A Study of PTR-01 in Recessive Dystrophic Epidermolysis Bullosa

Phase 2

Completed

• Conditions: Recessive Dystrophic Epidermolysis Bullosa
• Interventions: Drug: PTR-01

• Registration Number: NCT04599881
• Lead Sponsor: Phoenix Tissue Repair, Inc.

Brief Summary

Protocol PTR-01-002 is a 3-part Phase 2, open-label study of PTR-01. While new patients will be enrolled, priority will be given to patients that satisfactorily completed study PTR-01-001.

Detailed Description

Protocol PTR-01-002 is a 3-part Phase 2, open-label study of PTR-01. While new patients will be enrolled, priority will be given to patients that satisfactorily completed study PTR-01-001.

In Part 1, patients will receive a dose of 3.0 mg/kg every week for a total of 4 doses.
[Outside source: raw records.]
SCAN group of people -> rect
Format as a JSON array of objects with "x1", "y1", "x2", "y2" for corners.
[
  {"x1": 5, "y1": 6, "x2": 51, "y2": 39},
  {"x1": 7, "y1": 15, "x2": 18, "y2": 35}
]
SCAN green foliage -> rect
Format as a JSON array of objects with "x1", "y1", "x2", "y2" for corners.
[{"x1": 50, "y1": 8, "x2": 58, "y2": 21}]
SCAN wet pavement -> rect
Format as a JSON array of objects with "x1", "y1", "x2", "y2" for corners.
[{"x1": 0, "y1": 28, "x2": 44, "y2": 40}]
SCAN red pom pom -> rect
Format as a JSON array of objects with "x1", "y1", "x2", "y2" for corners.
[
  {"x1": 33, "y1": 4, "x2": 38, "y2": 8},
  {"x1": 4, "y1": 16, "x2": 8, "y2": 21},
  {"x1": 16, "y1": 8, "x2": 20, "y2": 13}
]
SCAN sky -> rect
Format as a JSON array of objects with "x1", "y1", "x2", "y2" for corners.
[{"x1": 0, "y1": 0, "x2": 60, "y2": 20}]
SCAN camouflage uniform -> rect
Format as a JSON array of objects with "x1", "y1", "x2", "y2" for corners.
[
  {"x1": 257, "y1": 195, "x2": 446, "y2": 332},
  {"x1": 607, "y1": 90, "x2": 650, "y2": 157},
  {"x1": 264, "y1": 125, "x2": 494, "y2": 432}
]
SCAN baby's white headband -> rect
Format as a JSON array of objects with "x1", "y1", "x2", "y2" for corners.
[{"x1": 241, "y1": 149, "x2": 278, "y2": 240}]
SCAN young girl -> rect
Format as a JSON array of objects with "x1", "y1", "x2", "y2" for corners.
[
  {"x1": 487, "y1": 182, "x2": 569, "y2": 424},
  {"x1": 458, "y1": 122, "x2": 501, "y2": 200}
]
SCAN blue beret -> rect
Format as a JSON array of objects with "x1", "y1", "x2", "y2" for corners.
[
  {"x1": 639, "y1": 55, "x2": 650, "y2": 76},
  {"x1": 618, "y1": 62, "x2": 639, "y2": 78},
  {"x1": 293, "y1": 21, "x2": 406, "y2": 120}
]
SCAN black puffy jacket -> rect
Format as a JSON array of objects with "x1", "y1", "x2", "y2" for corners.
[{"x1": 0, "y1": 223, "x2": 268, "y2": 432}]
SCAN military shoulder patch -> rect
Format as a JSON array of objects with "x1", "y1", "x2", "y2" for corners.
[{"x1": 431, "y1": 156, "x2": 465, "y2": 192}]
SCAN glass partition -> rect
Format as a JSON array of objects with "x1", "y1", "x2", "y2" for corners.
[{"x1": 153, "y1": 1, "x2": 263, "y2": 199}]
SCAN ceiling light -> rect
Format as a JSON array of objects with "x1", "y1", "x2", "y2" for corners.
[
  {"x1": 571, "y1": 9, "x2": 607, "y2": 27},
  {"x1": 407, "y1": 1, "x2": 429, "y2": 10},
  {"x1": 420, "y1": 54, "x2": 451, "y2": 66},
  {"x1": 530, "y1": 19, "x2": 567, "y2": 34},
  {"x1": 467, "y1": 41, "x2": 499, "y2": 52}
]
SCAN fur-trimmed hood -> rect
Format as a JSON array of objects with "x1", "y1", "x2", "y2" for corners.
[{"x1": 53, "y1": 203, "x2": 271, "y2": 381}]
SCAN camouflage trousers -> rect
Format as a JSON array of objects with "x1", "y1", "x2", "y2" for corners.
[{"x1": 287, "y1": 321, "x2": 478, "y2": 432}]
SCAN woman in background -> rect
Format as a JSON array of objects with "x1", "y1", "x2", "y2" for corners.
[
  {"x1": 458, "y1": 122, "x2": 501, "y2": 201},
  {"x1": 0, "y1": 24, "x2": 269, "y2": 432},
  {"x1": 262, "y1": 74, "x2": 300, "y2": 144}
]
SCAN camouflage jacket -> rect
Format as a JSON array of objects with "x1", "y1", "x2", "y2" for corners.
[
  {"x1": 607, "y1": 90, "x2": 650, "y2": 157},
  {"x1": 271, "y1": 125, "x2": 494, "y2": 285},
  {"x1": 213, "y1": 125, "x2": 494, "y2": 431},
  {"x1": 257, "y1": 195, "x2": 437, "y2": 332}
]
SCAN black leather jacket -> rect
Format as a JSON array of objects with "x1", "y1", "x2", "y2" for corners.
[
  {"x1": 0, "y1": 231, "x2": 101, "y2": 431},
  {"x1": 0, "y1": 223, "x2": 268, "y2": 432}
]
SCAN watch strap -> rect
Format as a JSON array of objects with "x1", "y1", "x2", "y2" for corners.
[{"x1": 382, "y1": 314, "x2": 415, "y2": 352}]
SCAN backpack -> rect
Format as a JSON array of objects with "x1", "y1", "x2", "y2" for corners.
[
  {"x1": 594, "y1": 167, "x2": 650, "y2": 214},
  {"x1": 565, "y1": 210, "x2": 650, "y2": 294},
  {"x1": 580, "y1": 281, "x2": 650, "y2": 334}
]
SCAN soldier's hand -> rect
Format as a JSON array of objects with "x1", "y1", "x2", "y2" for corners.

This will be followed by Part 2 in which patients will receive a dose of 3.0 mg/kg every other week for a total of 7 doses. In Part 3, patients will be followed for 12 weeks. No investigational therapy will be administered during this time. At the end of each dosing period, an efficacy assessment will be performed. Safety will be assessed continuously throughout the study.

Following the end of Part 3, patients may be eligible for a potential long-term extension to further refine the dosing regimen, depending upon study drug availability.

Study Timeline

• Study First Submitted: 2020-10-08
• Study Start: 2020-10-15
• Study First Submitted QC: 2020-10-21
• Study First Posted: 2020-10-23
• Primary Completion: 2021-08-28
• Status Verified: 2021-09
• Study Completion: 2021-09-01
• Last Update Submitted: 2021-09-14
• Last Update Posted: 2021-09-16

Recruitment & Eligibility

• Status: COMPLETED
• Sex: All
• Target Recruitment: 6

Inclusion Criteria

Patients must meet all of the following criteria to be eligible for study participation in the three month run in period of the study:

1. Willing to provide informed consent form, or if 12 to <18 years of age, legal guardian has provided informed consent form and the minor has signed an assent form acknowledging that they understand and agree to study procedures.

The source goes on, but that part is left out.